This script automates the setup of a comprehensive security monitoring environment, including a Security Information and Event Management (SIEM) system,Network-based Intrusion Detection System (NIDS) and Host-based Intrusion Detection System (HIDS) on a single machine. It streamlines the installation process, making it accessible to users with different levels of technical expertise.
Note: This script is intended to install all the components on a single machine, meaning the same box will have the SIEM, NIDS, and HIDS core components.
The script facilitates the installation of the following SOC components:
-
SIEM (Security Information and Event Management): This component combines Elasticsearch, Kibana, and Filebeat to provide a powerful platform for monitoring and analyzing security events in your environment. The SIEM setup includes Elasticsearch, Kibana and Filebeat version 7.17.13 as it is the compatible version to integrate with Wazuh manager version 4.5
-
NIDS (Network-based Intrusion Detection System): Suricata, a high-performance NIDS, is configured to help protect your network from intrusions and suspicious activities. Note: Suricata will monitor the local interface of the machine where it is installed. To monitor the entire network traffic, it should receive traffic from a TAP device or a SPAN port.
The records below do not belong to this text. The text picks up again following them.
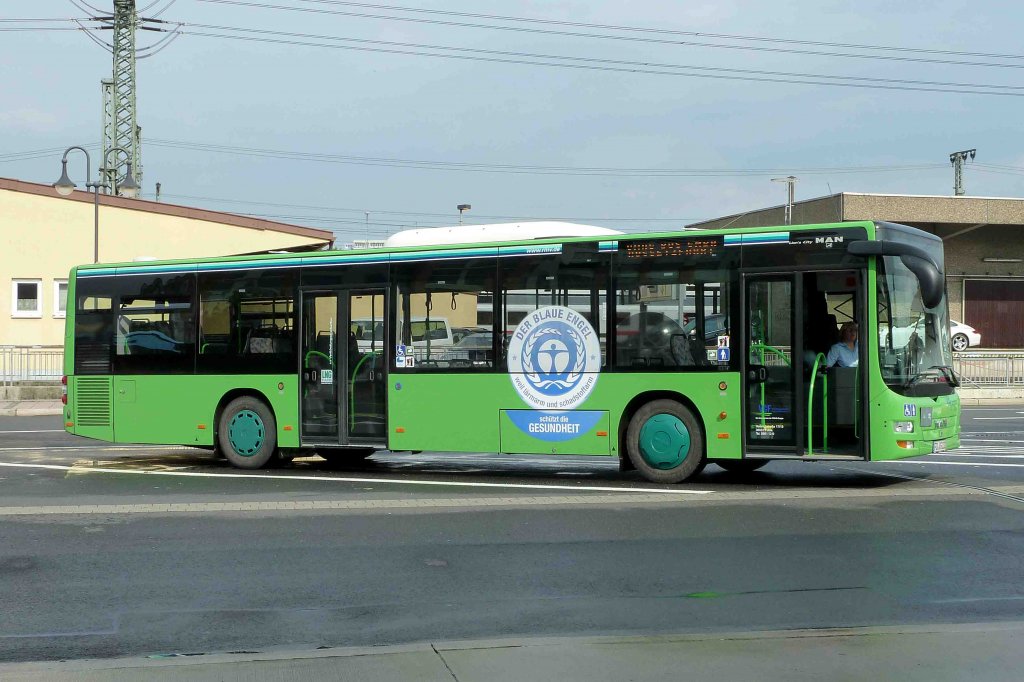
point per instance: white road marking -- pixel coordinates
(966, 440)
(94, 449)
(956, 464)
(979, 455)
(989, 419)
(351, 479)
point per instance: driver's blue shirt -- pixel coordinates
(843, 355)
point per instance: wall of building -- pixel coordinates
(43, 237)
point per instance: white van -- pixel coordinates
(433, 333)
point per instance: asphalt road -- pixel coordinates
(171, 551)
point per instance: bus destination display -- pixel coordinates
(695, 247)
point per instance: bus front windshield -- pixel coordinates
(913, 339)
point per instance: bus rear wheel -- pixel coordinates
(665, 442)
(248, 433)
(740, 466)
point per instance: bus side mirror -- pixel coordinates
(932, 286)
(914, 258)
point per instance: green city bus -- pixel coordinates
(666, 350)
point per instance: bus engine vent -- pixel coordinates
(92, 399)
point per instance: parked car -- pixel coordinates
(471, 350)
(963, 336)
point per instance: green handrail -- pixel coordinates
(351, 389)
(760, 349)
(818, 359)
(315, 352)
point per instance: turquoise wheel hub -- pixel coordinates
(665, 441)
(246, 432)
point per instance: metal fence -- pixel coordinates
(989, 368)
(20, 364)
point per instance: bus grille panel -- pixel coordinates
(92, 396)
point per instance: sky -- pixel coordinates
(642, 124)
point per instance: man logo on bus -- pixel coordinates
(554, 357)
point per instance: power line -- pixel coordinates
(674, 42)
(526, 169)
(423, 214)
(616, 66)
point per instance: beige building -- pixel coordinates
(982, 238)
(43, 236)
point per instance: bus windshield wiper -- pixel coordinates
(945, 370)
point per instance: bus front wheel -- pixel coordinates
(248, 433)
(665, 442)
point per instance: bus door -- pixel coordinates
(343, 368)
(773, 411)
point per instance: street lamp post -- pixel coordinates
(65, 185)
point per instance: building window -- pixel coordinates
(26, 299)
(59, 298)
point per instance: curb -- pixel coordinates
(31, 412)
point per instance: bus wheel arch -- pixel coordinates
(247, 429)
(676, 413)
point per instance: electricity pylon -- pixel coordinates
(120, 121)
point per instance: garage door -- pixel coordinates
(995, 308)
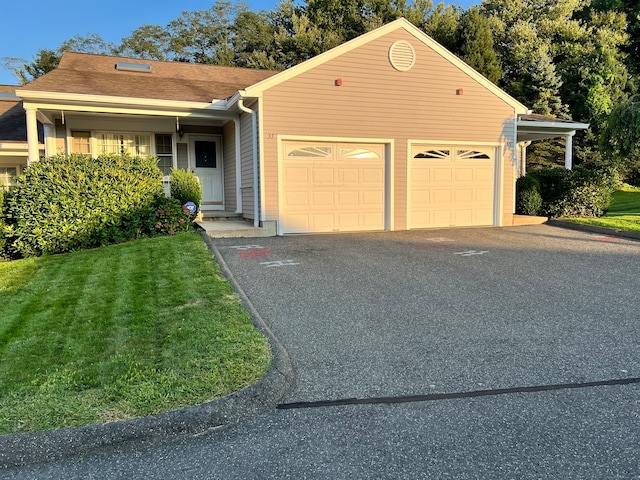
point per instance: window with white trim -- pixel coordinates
(358, 152)
(311, 152)
(164, 152)
(81, 142)
(118, 143)
(472, 155)
(8, 177)
(436, 154)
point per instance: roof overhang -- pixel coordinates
(122, 105)
(15, 149)
(542, 128)
(256, 90)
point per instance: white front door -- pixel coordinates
(205, 155)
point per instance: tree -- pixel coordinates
(148, 41)
(205, 36)
(46, 60)
(621, 135)
(476, 46)
(631, 11)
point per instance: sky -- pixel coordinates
(27, 28)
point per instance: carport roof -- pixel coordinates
(533, 126)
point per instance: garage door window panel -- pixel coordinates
(436, 154)
(311, 152)
(451, 186)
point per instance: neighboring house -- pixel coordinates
(13, 137)
(389, 131)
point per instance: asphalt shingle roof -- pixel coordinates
(13, 122)
(96, 75)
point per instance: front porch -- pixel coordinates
(222, 224)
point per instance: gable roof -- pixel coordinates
(401, 23)
(81, 73)
(13, 122)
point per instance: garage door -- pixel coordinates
(331, 187)
(451, 186)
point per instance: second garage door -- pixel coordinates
(331, 187)
(451, 186)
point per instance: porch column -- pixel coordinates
(568, 150)
(49, 140)
(32, 136)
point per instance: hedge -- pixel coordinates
(557, 192)
(69, 202)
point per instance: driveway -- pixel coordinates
(515, 352)
(427, 312)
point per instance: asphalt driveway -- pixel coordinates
(414, 313)
(427, 317)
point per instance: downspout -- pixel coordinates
(236, 123)
(254, 128)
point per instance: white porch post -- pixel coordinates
(49, 140)
(32, 136)
(568, 150)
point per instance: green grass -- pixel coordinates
(623, 214)
(120, 332)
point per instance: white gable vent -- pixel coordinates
(401, 55)
(133, 67)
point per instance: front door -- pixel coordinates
(206, 160)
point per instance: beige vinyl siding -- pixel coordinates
(377, 101)
(229, 159)
(246, 153)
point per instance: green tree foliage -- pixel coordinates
(621, 136)
(631, 11)
(476, 46)
(46, 59)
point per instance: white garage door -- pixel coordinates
(331, 187)
(451, 186)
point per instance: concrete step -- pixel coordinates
(235, 229)
(218, 216)
(528, 220)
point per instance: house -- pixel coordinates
(388, 131)
(13, 137)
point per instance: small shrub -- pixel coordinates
(4, 197)
(528, 198)
(69, 202)
(588, 200)
(580, 192)
(185, 186)
(169, 216)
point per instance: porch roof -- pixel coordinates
(80, 73)
(533, 126)
(13, 124)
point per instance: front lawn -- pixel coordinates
(623, 214)
(120, 332)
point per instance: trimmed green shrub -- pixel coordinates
(69, 202)
(528, 198)
(169, 216)
(4, 198)
(185, 186)
(580, 192)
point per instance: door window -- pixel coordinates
(205, 154)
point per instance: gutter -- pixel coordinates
(254, 129)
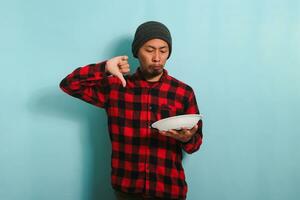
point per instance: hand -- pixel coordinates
(183, 135)
(118, 66)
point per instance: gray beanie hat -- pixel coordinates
(150, 30)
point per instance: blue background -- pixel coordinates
(241, 57)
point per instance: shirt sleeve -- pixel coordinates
(194, 144)
(88, 83)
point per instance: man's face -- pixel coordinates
(152, 57)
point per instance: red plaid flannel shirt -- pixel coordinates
(143, 161)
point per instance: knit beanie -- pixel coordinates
(150, 30)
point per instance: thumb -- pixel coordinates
(121, 77)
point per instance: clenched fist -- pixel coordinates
(118, 66)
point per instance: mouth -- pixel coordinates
(156, 67)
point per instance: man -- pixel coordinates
(146, 163)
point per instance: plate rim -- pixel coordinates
(176, 116)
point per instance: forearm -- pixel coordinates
(88, 83)
(195, 142)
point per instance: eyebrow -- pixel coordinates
(153, 47)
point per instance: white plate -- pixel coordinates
(177, 122)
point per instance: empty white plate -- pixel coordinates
(177, 122)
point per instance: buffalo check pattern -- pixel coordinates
(143, 161)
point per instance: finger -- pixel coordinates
(121, 77)
(122, 62)
(194, 129)
(124, 58)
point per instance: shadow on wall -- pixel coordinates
(96, 147)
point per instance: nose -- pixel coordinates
(156, 56)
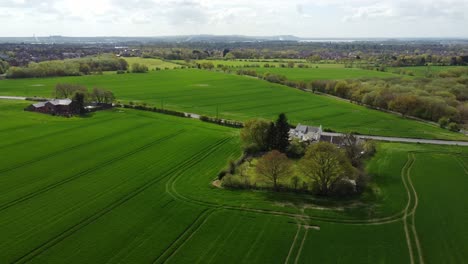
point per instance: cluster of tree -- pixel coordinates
(432, 99)
(139, 68)
(154, 109)
(205, 65)
(260, 135)
(222, 122)
(4, 66)
(72, 67)
(322, 169)
(97, 95)
(435, 100)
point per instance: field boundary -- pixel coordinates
(55, 153)
(87, 171)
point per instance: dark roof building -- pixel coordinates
(65, 107)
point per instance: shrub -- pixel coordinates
(453, 127)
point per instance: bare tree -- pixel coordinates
(326, 165)
(353, 148)
(274, 166)
(67, 90)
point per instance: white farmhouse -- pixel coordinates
(306, 133)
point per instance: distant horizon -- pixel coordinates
(320, 18)
(239, 35)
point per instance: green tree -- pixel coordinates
(274, 166)
(326, 165)
(254, 135)
(79, 99)
(282, 133)
(444, 121)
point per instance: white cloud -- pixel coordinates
(318, 18)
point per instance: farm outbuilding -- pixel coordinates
(306, 133)
(64, 107)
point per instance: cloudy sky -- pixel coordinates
(313, 18)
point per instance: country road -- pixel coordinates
(380, 138)
(12, 97)
(404, 140)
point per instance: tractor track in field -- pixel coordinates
(186, 235)
(462, 164)
(400, 216)
(90, 219)
(99, 122)
(170, 184)
(301, 246)
(87, 171)
(17, 127)
(415, 251)
(291, 249)
(65, 150)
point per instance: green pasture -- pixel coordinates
(127, 186)
(236, 97)
(152, 64)
(325, 73)
(423, 71)
(271, 62)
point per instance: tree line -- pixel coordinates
(441, 99)
(98, 95)
(319, 168)
(72, 67)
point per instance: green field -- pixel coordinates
(152, 63)
(238, 98)
(325, 73)
(423, 71)
(126, 186)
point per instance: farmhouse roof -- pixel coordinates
(307, 129)
(40, 104)
(60, 101)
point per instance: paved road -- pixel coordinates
(390, 139)
(405, 140)
(13, 97)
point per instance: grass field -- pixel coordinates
(261, 63)
(325, 73)
(422, 71)
(238, 98)
(152, 63)
(125, 186)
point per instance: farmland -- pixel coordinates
(135, 187)
(325, 73)
(152, 63)
(238, 98)
(423, 71)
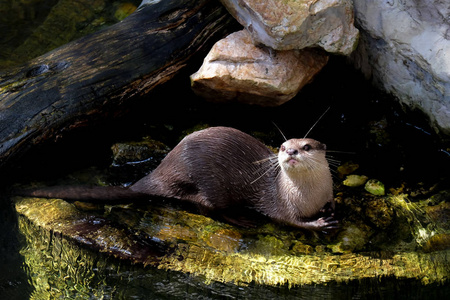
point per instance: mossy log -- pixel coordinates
(91, 77)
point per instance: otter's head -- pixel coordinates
(300, 155)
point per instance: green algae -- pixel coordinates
(375, 187)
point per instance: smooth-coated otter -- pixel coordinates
(223, 169)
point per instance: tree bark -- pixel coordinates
(90, 77)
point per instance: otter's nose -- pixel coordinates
(291, 151)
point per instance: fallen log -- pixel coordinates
(92, 76)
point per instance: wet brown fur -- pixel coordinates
(224, 169)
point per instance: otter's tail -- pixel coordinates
(86, 193)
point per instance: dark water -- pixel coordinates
(347, 127)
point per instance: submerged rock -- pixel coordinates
(404, 49)
(286, 25)
(237, 70)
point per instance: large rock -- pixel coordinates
(405, 49)
(236, 70)
(290, 24)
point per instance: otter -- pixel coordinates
(223, 170)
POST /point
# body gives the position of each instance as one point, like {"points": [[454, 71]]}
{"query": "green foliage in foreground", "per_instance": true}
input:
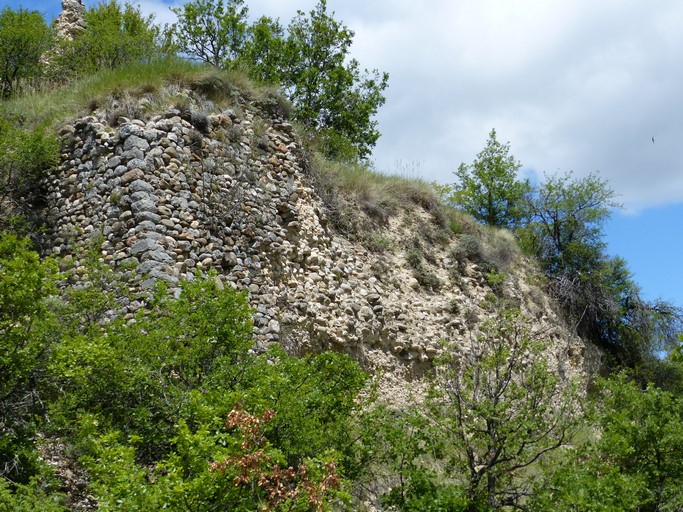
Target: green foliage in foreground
{"points": [[174, 411], [169, 409], [26, 155]]}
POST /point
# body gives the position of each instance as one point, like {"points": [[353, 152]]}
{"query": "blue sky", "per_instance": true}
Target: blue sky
{"points": [[572, 84]]}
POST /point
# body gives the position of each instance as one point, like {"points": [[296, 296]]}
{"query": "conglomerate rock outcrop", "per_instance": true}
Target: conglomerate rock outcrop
{"points": [[173, 194]]}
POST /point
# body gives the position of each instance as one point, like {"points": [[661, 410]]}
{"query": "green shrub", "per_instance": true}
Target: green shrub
{"points": [[25, 157], [27, 336]]}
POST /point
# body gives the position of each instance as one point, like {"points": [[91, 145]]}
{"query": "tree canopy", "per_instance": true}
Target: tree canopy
{"points": [[489, 189], [25, 38]]}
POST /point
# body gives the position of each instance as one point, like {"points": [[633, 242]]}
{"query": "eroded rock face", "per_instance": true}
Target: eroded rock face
{"points": [[236, 198], [70, 21]]}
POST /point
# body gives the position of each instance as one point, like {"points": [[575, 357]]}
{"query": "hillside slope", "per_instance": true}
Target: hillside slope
{"points": [[173, 183]]}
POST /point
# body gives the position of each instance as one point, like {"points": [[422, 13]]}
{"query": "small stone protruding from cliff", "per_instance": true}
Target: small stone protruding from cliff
{"points": [[70, 21]]}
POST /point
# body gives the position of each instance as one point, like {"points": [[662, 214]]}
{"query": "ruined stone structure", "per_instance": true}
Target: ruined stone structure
{"points": [[70, 20]]}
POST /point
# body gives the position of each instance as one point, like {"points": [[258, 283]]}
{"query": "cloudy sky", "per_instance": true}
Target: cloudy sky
{"points": [[571, 84]]}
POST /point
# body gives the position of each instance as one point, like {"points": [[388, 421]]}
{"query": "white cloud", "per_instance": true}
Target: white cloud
{"points": [[572, 84]]}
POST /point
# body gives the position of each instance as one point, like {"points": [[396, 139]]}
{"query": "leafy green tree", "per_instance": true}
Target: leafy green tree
{"points": [[489, 188], [567, 215], [212, 31], [331, 95], [25, 38], [25, 157], [115, 35], [635, 463], [27, 335], [265, 51], [503, 410]]}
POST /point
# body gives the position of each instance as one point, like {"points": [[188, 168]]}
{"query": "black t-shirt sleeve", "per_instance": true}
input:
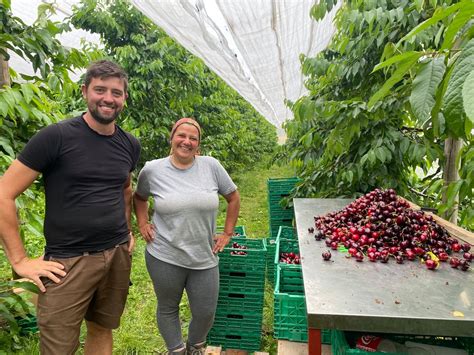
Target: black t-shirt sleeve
{"points": [[136, 152], [42, 149]]}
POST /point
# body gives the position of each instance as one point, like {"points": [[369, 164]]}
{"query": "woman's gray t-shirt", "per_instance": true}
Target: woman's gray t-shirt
{"points": [[186, 202]]}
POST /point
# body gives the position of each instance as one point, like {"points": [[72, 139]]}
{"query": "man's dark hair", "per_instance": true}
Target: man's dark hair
{"points": [[104, 69]]}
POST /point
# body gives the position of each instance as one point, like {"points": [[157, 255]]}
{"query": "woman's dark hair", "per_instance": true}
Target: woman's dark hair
{"points": [[104, 69]]}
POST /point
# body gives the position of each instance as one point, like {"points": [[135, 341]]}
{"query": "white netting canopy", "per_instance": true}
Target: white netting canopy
{"points": [[254, 45]]}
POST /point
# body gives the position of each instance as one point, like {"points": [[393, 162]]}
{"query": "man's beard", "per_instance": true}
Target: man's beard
{"points": [[103, 119]]}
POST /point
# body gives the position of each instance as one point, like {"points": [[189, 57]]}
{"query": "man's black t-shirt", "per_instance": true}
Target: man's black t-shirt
{"points": [[84, 175]]}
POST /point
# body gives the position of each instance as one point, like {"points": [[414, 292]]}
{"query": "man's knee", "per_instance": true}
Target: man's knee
{"points": [[94, 329]]}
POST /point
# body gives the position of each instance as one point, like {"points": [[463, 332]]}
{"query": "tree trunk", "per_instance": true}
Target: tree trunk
{"points": [[452, 147], [4, 73]]}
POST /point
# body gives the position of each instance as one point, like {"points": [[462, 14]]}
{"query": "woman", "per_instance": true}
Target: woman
{"points": [[181, 247]]}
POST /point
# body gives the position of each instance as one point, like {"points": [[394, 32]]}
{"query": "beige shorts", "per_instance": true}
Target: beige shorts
{"points": [[95, 288]]}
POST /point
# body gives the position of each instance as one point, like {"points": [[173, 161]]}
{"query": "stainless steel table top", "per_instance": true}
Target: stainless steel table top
{"points": [[391, 298]]}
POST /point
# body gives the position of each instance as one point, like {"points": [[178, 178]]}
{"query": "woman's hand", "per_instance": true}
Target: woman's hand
{"points": [[147, 231], [221, 240]]}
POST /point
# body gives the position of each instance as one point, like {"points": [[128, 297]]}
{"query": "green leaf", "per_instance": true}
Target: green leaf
{"points": [[53, 82], [468, 95], [3, 107], [425, 84], [396, 59], [380, 154], [464, 15], [452, 192], [438, 15], [27, 91], [419, 5], [5, 144], [453, 99], [402, 69]]}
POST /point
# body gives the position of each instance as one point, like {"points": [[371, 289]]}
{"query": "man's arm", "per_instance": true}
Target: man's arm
{"points": [[127, 195], [17, 179], [232, 214]]}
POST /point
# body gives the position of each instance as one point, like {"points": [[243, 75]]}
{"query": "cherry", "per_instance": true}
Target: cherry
{"points": [[464, 265], [431, 264], [359, 256], [456, 247], [326, 255]]}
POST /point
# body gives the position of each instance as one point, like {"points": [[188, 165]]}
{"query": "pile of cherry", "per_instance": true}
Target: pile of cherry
{"points": [[379, 226], [290, 258], [236, 245]]}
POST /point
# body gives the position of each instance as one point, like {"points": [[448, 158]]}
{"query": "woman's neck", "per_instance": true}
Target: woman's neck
{"points": [[180, 164]]}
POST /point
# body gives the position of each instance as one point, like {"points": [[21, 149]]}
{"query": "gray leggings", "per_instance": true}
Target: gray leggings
{"points": [[202, 288]]}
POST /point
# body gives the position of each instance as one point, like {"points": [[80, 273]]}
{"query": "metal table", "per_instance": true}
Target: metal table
{"points": [[375, 297]]}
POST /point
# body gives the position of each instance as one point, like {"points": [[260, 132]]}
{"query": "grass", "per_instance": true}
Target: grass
{"points": [[138, 333]]}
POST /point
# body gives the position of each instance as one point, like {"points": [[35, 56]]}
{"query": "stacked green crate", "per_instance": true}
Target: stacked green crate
{"points": [[341, 340], [278, 215], [290, 320], [284, 232], [239, 231], [238, 320], [284, 245]]}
- HIDS (Host-based Intrusion Detection System): The script installs the Wazuh Manager, an open-source HIDS. It aids in monitoring, detecting, and responding to security threats on individual hosts. The setup includes the installation of Wazuh Manager version 4.5
Before running the script, please ensure that your system meets the following requirements:
- Ubuntu OS
- Minimum 4GB of RAM
- Minimum 20GB of free disk space
If your system doesn't meet these requirements, the script will issue a warning and allow you to proceed at your own risk.
-
Install necessary packages
apt install lolcat figlet net-tools git curl -y
-
Clone this repository to your local machine:
git clone https://github.com/curioumehedi/soc_setup/
-
Navigate to the repository's directory:
cd soc_setup -
Make the setup_script.sh executable:
chmod +x setup_script.sh
-
Execute the setup_script.sh:
./setup_script.sh
-
Follow the on-screen prompts to choose which components you want to install and continue with the setup. Post-Installation Steps
-
After successfully running the script and completing the NIDS (Suricata) setup, consider the following post-installation steps:
Check if logs are getting written to the /var/log/suricata/eve.json file. This is essential for monitoring network traffic. Besides, you need to check from kibana if data is being displayed in Suricata Dashboard.
To complete the setup and ensure effective security monitoring, install Wazuh agents on Linux or Windows machines in your network. This allows you to ingest logs into the SIEM, enhancing your security monitoring capabilities.
Data Backup: Before proceeding, it's advisable to backup your data, especially if you plan to run the script on a production system.
After setting up the security components, consider following best practices for system hardening, firewall configurations, and securing sensitive data.